Volunteers are still working hard to provide virtual tax help to vulnerable Canadians. But many low-income folks can’t afford home computers and internet connections—some don’t even have telephones. With libraries, community services and Service Canada offices closed, they don’t have public facilities to fall back on either.

Even if tax clinics re-open before September 1, it would be risky for volunteers to meet with individuals—particularly seniors and others more susceptible to the virus—and impossible for volunteers to process hundreds of thousands of tax forms in just a few weeks. Completing all this work on-line or remotely is not possible.

Main source of household income

More and more social benefits are delivered through the tax system. Over $50 billion annually in federal transfers go to low and middle-income Canadians, but only if they file their taxes, and dozens of provincial supports for lower incomes also require individuals to file their taxes each year.

For many households, these monthly supports are their biggest source of income.

They include:

  • the Guaranteed Income Supplement (GIS), which provides up to $11,000 for low-income seniors
  • the Canada Child Benefit, which provides up to $6,939 per child
  • the low-income GST credit
  • the Canada Workers Benefit, which provides up to $1,355 for an individual and $2,055 for a person with disabilities
  • the Climate Action Incentive payment.
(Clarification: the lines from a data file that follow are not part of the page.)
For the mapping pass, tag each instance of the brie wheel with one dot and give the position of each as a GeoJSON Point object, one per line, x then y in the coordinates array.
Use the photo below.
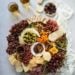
{"type": "Point", "coordinates": [31, 30]}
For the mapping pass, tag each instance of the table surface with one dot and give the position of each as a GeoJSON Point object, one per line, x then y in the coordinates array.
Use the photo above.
{"type": "Point", "coordinates": [6, 21]}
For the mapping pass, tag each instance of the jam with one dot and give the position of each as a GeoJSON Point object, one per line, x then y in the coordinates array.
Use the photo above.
{"type": "Point", "coordinates": [24, 1]}
{"type": "Point", "coordinates": [12, 7]}
{"type": "Point", "coordinates": [50, 8]}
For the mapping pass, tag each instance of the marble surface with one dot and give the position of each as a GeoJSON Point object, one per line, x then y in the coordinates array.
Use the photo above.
{"type": "Point", "coordinates": [6, 20]}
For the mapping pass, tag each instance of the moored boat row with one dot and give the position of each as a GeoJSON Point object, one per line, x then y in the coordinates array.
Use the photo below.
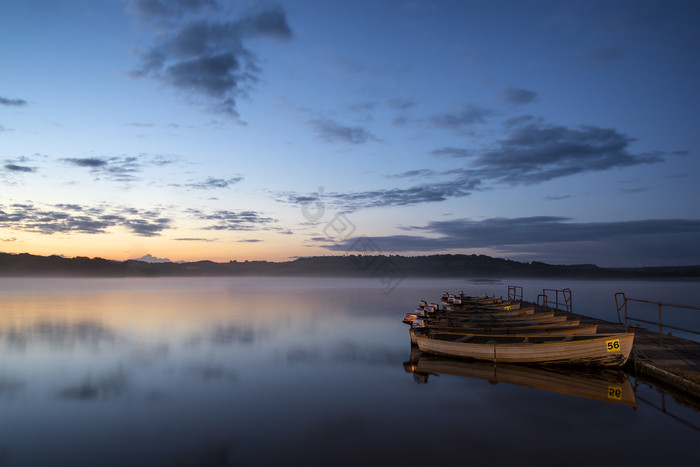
{"type": "Point", "coordinates": [481, 328]}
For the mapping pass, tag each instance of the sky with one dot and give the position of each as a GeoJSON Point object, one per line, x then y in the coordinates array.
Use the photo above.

No real need to file at all

Canadians for Tax fairness favours completely eliminating any deadline for the 2019 tax-filing requirement for low-income earners. The CRA (Canada Revenue Agency) could simply use 2018 tax information to continue providing benefits and make adjustments once 2019 taxes are filed.

It doesn’t make sense for governments to require low-income recipients to fill out complicated tax forms—and to end their benefits if they don’t. The CRA already has much of the information it needs to fill out these forms itself.  

The CRA should send out pre-filled preliminary tax forms for these groups and others, relieving them of the annual tax-filing burden as many other countries, such as Norway and Denmark, already do.